Values should help you cut through the noise. To do that, they need an edge.

Try it. Try to think about your values from a (reasonably) disagreeable standpoint. Phrase them in ways that are unappetizing or seem like they have questionable consequences. This isn’t how you’d normally express your values of course, but going through this exercise can help you find their edge and sharpen it.

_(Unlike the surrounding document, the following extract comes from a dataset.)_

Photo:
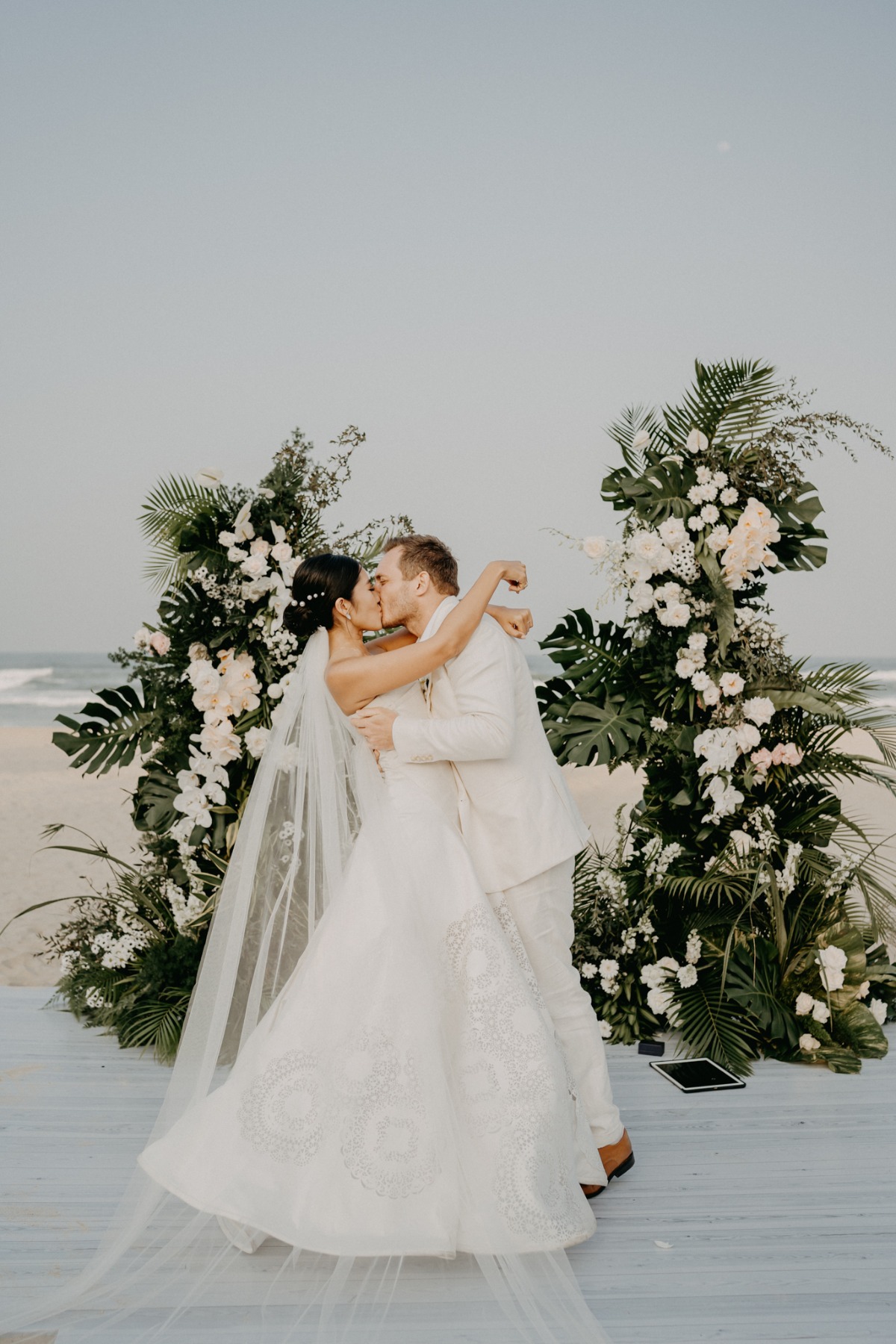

Who Can Disagree With Trust?

I’ll give you a specific example. One of Pantheon’s company values is trust, a value so obvious it could be accused of being a cliché. Who doesn’t want to work in a trusting atmosphere, to be seen as trustworthy? “Here at Pantheon we value trust.” Duh. Trust is awesome. How could anyone disagree with that?

What if you phrased it like this: “Nobody is going to help you unless you ask.” Suddenly it doesn’t sound quite as rosy. Actually operating in a high-trust environment can be daunting—you’re expected to take on some gnarly problems, handle them with little to no supervision, and deliver results.

Or what if you said, “we expect everyone to prioritize Pantheon’s interest as a company over their personal career goals.” That sounds almost crazy, but a key part of trust is keeping company politics to a minimum, and the genesis of most politics is someone deciding that their personal career goals are more important than the company goals.

For what it’s worth, that usually only happens when the aforementioned “someone” sees the company goals as bogus. Furthermore, that someone might actually be right. Trust falls heavily on management, because maintaining it within an organization depends not only on resisting anti-patterns like micromanagement, but also on having clearly, compellingly communicated goals and vision.

To us, trust means setting the bar high, and being candid about whether you’re clearing it. It’s hard, but it’s supposed to be.

Sharpen Your Values

Hopefully, you can now see how phrasing your values in a disagreeable, or at least debatable, way can help you draw out their specific meaning and also help you candidly assess whether you’re living up to your values or not.

This technique is provocative, and a great way to spark discussion within your team. It’s also great in interviews to draw out a potential new hire and see how she or he responds to something a lot more thorny—but also more engaging—than a set of universal platitudes.

The top-level value words are always going to be general on their face, but if the thinking behind them is sharp, you’re on the right track.